Ülkemizde ve dünyadaki en önemli sağlık sorunlarından biri haline gelen Antimikrobiyal Direnç (AMD) ile ilgili hareket geçmek ve ilgili tüm paydaşlarla doğru uygulama ve standartları belirleyerek ülkedeki politikaları etkilemek için bir araya gelen kurucu üyeler, toplantıda AMD yol haritası üzerine tartıştılar.
TMC Başkanı Prof. Dr. Çiğdem Kayacan ve Platform Lideri Prof. Dr. Serhat Ünal, 2013 Dünya Ekonomik Forumu’nun global riskler konulu yıllık raporunda, insan sağlığını tehdit eden en önemli riskin antibiyotik dirençli bakteriler olarak belirtildiğine dikkat çektiler. Katılımcılar ayrıca geçtiğimiz Temmuz ayında düzenlenen G20 Zirvesi’nde ilk kez düzenlenen B20 Sağlık Konferansı’nda tartışılan öncelikli başlıklardan birisinin AMD olduğunun ve toplantıda, küresel bir sağlık sorunu haline gelen AMD’nin tüm ülkelerin ulusal eylem planlarının olması gerektiğinin vurgulandığının altını çizdiler.
Türk Yoğun Bakım Derneği (TYBD) 2. Başkanı Prof. Dr. Necmettin Ünal, endikasyonsuz olarak çok uzun süre yoğun bakımlarda yatırılan veya yatmak zorunda kalan hastalarda tekrarlayan enfeksiyonlar nedeni ile tekrarlayan geniş spektrumlu antibiyotik tedavileri uygulanmasının dirençli mikroorganizmalar için ilgili hastaları bir kaynak haline dönüştürdüğünü, bu hastalardaki dirençli mikroorganizmaların diğer hastalara nakledildiğini, sonuçta dirençli mikroorganizmalar ile oluşan enfeksiyon ve sepsis vaka sayısı ile bunlara bağlı ölüm oranlarının gelişmiş ülkelerdekinin üzerinde çıktığını belirtti.
Dünya Sağlık Örgütü’nün (DSÖ) 2015-2025 için üç ana önceliğinin bulunduğunu ve bunlardan en önemlisinin AMD olduğunu belirten Yrd.
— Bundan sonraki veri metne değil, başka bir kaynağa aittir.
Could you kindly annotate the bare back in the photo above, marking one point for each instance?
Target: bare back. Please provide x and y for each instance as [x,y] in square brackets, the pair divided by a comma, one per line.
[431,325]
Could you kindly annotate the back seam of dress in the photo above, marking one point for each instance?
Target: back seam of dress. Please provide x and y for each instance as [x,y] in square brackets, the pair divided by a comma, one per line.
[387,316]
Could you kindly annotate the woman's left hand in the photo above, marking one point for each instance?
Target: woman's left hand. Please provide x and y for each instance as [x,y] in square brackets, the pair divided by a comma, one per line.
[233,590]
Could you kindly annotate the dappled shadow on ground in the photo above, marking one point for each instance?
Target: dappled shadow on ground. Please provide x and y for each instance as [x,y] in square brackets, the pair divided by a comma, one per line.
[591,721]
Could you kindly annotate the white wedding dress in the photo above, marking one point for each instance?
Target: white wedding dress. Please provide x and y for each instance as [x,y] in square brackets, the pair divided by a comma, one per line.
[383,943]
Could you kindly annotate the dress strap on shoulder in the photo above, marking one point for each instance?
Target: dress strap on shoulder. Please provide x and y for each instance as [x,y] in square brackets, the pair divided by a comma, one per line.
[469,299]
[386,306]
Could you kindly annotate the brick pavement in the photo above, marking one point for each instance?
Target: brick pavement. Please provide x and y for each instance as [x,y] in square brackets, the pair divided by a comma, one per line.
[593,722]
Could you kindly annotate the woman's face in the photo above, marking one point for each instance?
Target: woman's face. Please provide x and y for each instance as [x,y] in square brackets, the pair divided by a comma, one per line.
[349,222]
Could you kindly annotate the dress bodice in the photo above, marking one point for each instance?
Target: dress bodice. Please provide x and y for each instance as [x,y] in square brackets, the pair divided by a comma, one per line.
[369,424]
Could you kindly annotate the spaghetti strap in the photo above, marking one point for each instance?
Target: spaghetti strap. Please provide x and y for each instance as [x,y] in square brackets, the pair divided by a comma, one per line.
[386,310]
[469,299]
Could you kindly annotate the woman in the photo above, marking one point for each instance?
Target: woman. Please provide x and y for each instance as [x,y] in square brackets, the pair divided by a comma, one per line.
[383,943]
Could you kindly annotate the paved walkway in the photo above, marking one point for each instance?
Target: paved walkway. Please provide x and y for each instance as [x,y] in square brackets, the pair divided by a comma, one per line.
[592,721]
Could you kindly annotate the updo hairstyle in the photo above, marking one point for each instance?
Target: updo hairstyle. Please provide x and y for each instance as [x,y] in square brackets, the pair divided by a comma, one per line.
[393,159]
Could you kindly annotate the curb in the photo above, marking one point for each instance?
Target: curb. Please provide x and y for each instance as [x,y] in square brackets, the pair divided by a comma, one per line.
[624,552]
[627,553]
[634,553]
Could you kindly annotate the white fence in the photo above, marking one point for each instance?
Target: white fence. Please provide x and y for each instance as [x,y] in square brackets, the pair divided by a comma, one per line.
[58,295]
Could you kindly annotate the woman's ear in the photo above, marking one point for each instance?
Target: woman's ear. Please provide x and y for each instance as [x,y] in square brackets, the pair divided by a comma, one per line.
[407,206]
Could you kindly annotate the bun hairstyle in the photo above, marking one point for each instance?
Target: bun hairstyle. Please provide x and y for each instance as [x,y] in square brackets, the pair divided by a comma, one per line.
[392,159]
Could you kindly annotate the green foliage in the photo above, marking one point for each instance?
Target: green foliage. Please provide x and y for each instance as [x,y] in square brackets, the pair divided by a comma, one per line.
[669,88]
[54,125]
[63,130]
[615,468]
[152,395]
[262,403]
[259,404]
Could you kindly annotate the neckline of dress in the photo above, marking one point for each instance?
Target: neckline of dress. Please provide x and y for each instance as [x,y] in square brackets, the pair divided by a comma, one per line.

Doç. Dr. Onur Karatuna ise, harekete geçmek için en doğru zaman olduğunu söyledi.
Konu ile ilgili DSÖ ile birlikte çalışmalarına devam eden Sağlık Bakanlığı Halk Sağlığı Genel Müdürlüğü yetkililerinden Prof. Dr. Selçuk Kılıç ise AMD’yle ilgili doğru kan kültürü alımı gibi denetimlerin sıklaşarak uygulama tavsiyelerinin doğru şekilde yerine getirilip getirilmediğinin daha sıkı kontrol edileceğini ve bu konularda benzer denetim çalışmaları üzerinde çalıştıklarını belirtti.
İlaç direncinde patlamaya hazır bomba gibiyiz
Toplantı sırasında Orta Asya ve Doğu Avrupa Antimikrobiyal Direnç Sürveyans Ağı’na (CAESAR) dâhil olan Ulusal Antimikrobiyal Direnç Sürveyans Sistemi’nden çıkan sonuçları tartışan katılımcılar, Türkiye’de ilaç direnci rakamlarının korkutucu olduğunu ve Avrupa coğrafyası değerlendirildiğinde Türkiye’nin direnç anlamında patlamaya hazır bir bomba gibi olduğu belirtti.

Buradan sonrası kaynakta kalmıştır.